Here's the second part of John Livingstone-Learmonth's overview of this exciting vintage in the southern Rhône.


Scroll down to see tasting notes


Rasteau

Balance is good at Rasteau – a sunny balance that reminds me of classic vintages such as 1985, with the wines well-fruited and the tannins comfortably mild. There are garrigue and herbes de Provence influences, and the wines’ approachable style will go down well with drinkers. There is some similarity to the 2012 vintage, although 2015’s crop was larger.

Lirac, Beaumes-de-Venise, Vinsobres

The reds from these areas are all of a good standard. Freshness features at Beaumes-de-Venise and Vinsobres, the latter giving good, free-wheeling Syrah.

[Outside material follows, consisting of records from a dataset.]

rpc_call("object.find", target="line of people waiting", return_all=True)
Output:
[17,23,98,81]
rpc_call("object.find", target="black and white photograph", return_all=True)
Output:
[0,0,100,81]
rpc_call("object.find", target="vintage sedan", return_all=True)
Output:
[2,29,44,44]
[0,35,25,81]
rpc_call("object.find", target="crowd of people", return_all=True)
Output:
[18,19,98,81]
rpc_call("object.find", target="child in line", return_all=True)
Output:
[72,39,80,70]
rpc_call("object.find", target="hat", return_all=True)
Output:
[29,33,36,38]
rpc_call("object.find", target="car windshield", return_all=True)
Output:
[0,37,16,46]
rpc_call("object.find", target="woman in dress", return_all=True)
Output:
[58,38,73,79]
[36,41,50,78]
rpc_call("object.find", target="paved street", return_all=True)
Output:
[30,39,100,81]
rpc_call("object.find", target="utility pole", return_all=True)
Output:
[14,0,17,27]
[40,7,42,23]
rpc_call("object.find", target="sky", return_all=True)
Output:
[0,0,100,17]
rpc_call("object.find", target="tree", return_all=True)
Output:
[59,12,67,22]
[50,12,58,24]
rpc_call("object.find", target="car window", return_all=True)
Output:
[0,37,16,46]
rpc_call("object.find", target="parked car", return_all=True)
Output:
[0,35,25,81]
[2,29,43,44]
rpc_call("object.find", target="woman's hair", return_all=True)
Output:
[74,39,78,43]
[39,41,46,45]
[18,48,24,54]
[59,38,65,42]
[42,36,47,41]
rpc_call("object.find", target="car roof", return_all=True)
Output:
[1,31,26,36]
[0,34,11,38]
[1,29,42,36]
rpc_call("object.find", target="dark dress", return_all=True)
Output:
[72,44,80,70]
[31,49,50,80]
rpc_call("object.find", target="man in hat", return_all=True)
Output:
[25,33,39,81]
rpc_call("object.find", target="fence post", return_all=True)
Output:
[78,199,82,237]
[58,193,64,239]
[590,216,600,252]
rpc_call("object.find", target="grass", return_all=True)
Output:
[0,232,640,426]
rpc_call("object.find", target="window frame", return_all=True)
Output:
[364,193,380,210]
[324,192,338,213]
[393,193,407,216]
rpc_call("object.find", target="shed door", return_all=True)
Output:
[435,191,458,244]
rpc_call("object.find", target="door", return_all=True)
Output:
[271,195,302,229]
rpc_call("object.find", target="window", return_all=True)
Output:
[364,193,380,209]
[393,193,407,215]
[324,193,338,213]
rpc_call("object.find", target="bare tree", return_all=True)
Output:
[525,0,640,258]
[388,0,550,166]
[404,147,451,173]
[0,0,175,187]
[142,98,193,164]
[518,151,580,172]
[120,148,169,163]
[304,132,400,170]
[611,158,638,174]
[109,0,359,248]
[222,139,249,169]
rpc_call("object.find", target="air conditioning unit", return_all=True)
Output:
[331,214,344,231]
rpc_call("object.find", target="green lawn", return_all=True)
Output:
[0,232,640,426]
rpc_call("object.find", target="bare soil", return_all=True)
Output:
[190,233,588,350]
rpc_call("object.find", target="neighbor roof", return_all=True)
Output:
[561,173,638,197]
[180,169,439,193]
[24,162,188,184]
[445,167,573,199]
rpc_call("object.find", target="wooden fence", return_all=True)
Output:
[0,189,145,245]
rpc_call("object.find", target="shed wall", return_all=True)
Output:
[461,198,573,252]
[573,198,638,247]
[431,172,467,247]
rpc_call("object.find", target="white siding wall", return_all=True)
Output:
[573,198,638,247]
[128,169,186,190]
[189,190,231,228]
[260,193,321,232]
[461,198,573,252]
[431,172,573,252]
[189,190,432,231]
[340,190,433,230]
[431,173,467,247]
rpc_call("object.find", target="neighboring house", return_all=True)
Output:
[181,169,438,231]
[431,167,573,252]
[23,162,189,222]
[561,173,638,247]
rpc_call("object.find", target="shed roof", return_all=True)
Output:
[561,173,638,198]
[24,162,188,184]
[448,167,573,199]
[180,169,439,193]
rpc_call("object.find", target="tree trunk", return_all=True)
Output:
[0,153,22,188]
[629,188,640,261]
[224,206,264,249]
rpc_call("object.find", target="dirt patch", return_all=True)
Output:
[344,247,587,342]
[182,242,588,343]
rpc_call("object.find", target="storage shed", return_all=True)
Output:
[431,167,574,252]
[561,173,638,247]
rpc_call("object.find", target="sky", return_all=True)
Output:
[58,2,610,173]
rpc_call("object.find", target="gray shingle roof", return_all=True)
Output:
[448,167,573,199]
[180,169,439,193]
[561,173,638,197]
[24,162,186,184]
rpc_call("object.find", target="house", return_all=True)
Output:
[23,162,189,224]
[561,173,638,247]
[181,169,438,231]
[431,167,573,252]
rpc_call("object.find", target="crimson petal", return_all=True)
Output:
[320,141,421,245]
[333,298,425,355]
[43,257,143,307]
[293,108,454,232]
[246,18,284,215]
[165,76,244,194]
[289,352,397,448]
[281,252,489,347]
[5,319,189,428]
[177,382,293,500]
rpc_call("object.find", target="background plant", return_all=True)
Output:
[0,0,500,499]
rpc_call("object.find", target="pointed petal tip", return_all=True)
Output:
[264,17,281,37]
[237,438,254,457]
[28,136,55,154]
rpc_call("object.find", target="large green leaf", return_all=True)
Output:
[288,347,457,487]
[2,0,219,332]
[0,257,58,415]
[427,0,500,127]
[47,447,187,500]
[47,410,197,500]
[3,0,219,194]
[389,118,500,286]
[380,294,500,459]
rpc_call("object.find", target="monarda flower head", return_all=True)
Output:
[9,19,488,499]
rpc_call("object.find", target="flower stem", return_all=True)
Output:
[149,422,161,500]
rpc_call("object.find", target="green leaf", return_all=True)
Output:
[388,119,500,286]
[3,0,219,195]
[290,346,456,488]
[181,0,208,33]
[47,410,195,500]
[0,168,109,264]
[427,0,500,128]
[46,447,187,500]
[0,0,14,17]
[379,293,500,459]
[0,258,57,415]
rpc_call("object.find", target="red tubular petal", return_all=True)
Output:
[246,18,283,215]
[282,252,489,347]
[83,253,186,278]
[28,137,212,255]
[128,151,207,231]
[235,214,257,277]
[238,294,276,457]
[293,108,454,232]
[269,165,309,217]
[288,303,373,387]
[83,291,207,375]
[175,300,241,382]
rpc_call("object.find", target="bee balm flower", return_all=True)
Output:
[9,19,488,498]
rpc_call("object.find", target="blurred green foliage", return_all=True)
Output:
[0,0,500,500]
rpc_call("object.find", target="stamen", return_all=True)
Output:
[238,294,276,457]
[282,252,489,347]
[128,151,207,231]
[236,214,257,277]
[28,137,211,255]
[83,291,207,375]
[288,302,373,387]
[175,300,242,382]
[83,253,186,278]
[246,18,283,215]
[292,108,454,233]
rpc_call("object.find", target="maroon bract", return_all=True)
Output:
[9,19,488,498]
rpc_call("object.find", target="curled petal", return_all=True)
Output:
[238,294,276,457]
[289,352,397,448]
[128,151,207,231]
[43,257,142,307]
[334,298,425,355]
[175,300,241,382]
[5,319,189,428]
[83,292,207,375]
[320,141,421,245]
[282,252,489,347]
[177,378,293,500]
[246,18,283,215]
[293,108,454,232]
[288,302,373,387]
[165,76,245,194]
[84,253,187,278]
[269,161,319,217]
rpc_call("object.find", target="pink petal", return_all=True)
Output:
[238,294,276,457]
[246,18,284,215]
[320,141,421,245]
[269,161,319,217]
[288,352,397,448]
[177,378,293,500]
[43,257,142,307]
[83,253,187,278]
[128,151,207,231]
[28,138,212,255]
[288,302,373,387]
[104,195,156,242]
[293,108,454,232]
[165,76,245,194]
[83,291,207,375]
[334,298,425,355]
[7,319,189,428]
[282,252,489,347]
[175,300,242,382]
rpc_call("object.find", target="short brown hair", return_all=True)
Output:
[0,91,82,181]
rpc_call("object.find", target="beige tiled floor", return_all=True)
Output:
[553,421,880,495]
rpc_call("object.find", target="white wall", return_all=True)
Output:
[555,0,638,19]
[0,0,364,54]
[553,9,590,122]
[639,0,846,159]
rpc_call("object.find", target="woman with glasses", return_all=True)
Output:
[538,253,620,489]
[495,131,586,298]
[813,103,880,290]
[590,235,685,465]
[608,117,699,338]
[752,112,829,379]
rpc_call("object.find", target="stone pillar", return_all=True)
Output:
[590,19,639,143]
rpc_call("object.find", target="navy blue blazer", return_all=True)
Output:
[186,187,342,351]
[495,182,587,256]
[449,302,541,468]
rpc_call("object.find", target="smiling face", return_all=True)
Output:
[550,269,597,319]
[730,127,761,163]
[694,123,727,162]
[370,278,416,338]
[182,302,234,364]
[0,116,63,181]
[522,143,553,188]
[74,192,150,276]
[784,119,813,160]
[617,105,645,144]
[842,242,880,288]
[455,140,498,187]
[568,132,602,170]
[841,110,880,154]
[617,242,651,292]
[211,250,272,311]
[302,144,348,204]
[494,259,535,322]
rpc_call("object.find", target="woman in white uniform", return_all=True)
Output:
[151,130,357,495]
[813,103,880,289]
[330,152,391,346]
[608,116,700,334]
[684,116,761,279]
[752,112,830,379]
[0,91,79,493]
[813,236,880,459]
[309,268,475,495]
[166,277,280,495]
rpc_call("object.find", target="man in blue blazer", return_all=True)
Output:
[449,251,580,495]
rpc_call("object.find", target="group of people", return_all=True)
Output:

Lirac’s reds are well-filled and, with winemaking standards rising, these wines can present good value for money.



Cairanne

The 2015 vintage falls perfectly for Cairanne’s first year as a grown-up cru on its own. Many of the leading domaines elected to present their wines as cru, though some have chosen to remain Cairanne Côtes du Rhône Villages (more wine per hectare). The reds are thorough and, even young, show terroir, indicating their balance. The tannins are so well ripened that many will be drinking well in a few months’ time. The whites, however, can lack acidity.

Côtes du Rhône Villages, Côtes du Rhône

This is a vintage to buy from the best names in the Villages and Côtes du Rhône categories. Lots of fruit, some sparky tannins and dashes of enticing flavour are present. Progress in white winemaking also signals a value opportunity for consumers, but focus on the top domaine names.